Word embedding models: A very short introduction

Word embedding models may be old news for computer scientists in the field of machine learning, but the excitement they are generating among digital humanities scholar is still quite effervescent. Formally published research by literary scholars on the topic is, however, still comparatively thin on the ground, though I’ve tried to do my bit towards rectifying that in an article in a Modernism/Modernity Print Plus cluster which explores various ways that word embeddings can be used with periodicals. In the meantime, though, I find myself increasingly in need of a brief and non-mystificatory introduction to the concept to which I can direct literary researchers and other humanities folks, so I’m parking one here.


To understand a word embedding model, you can begin by thinking of it as a mathematical construct which translates the relationship between every word in a corpus and every single other word in that corpus into a set of numbers (for the linguists, we are talking types rather than tokens). You can then do calculations with these numbers which tell you, to a high degree of precision, about the relationships between these words. The mathematical construct is conceptualized in multidimensional space, and the relations between words exist as vectors, producing what is known as a vector space model. Such models represent each word as, in Katrin Erk’s phrase, “a point in high-dimensional space, where each dimension stands for a context item, and a word’s coordinates represent its context counts”. This high-dimensional space is normally reduced down from some tens of thousands of dimensions to a few hundreds, so that calculating the proximity of words won’t slow your laptop down to a crawl.


If you want to represent these relationships between words on the page or the screen, the model’s dimensionality needs to be reduced still further to two or three dimensions using techniques for dimensionality reduction such as t-SNE (t-distributed stochastic neighbor embedding), as shown below.


Plot showing a vector space model trained on the digitized text of the twentieth-century Canadian periodical The Western Home Monthly reduced down to two dimensions using tSNE.


The basic premise of such a visualization is this: if words appear in spatial proximity to other words in these reduced-dimensionality representations, this means that they occur in the corpus in similar contexts, ie. near the same sorts of words. In the plot above, you will notice a collection of common verbs clustering together at the bottom of the plot in the middle (was had thought were are told knew saw came looked went), some gendered terms towards the top right (girl boy man woman women girls himself him he), and at the top left, a collection of numbers and letters that suggest OCR errors or artefacts of digitization (so in this case it is identifying not a semantic resemblance, but another kind of resemblance – an error).

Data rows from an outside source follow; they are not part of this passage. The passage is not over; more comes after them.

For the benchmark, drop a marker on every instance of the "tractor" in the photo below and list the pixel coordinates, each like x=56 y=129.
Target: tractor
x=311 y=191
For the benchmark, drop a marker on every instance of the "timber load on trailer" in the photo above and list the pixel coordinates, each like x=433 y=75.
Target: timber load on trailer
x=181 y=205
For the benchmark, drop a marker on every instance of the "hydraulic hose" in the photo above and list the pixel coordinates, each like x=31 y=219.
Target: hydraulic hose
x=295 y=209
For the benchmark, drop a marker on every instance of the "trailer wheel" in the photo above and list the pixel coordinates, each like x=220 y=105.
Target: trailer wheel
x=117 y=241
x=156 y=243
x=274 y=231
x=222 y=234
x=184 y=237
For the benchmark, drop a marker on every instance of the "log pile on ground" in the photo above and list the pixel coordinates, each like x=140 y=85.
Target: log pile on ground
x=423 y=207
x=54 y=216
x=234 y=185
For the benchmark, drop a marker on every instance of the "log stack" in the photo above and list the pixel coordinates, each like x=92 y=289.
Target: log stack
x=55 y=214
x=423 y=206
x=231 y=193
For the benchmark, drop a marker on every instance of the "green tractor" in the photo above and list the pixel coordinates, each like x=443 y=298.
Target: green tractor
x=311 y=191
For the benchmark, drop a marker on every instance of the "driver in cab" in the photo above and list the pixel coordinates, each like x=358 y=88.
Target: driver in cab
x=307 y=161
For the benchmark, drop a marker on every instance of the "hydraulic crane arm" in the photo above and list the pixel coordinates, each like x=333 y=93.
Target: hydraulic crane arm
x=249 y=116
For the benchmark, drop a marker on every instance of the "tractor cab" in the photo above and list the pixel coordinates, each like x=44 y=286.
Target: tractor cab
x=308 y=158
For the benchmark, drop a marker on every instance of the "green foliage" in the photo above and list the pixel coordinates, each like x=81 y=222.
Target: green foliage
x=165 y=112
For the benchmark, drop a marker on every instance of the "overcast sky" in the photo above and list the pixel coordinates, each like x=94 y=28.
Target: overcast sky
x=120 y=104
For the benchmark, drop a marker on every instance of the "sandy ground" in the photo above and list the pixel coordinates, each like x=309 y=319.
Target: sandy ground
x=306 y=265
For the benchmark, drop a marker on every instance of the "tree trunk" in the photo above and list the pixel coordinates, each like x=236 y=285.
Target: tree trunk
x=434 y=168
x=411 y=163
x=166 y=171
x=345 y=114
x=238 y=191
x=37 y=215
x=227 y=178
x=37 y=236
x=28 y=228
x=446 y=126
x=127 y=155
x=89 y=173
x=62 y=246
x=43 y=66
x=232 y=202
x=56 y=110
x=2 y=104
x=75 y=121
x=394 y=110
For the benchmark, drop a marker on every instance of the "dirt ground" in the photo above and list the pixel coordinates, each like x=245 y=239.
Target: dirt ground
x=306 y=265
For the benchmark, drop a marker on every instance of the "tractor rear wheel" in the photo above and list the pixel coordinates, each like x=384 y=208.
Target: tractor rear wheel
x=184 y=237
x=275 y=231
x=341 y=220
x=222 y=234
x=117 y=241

The important thing to understand is that there is no semantic work going on behind the scenes, nothing telling the model that woman and women are the singular and plural forms of the same noun: the model puts these words into a spatial arrangement based only on how often and to what extent they appear near similar words.


To understand why spatial proximity in a vector space model is relevant, it’s helpful to understand a concept which is likely to appear curiously reductive to those trained in textual analysis: that words which are close together will tend to be similar in their meanings. Within linguistics this is known as the distributional hypothesis, and can also be expressed as “words which are similar in meaning occur in similar contexts” (Rubenstein and Goodenough 1965). In pursuit of these similar meanings—and what they may tell us about individual words—word embedding models capture the full set of an individual word’s contexts, ie. all the co-occurrences of that word with all the other words in the corpus. In mathematical language, this is termed the distribution of that word’s contexts. This distribution is represented as a vector, a mathematical entity which can be understood as a (usually very long) list of numbers, which are the set of co-ordinates specifying where the vector (ie. the individual word understood in terms of all the words that co-occur in proximity to it) is located in multidimensional space.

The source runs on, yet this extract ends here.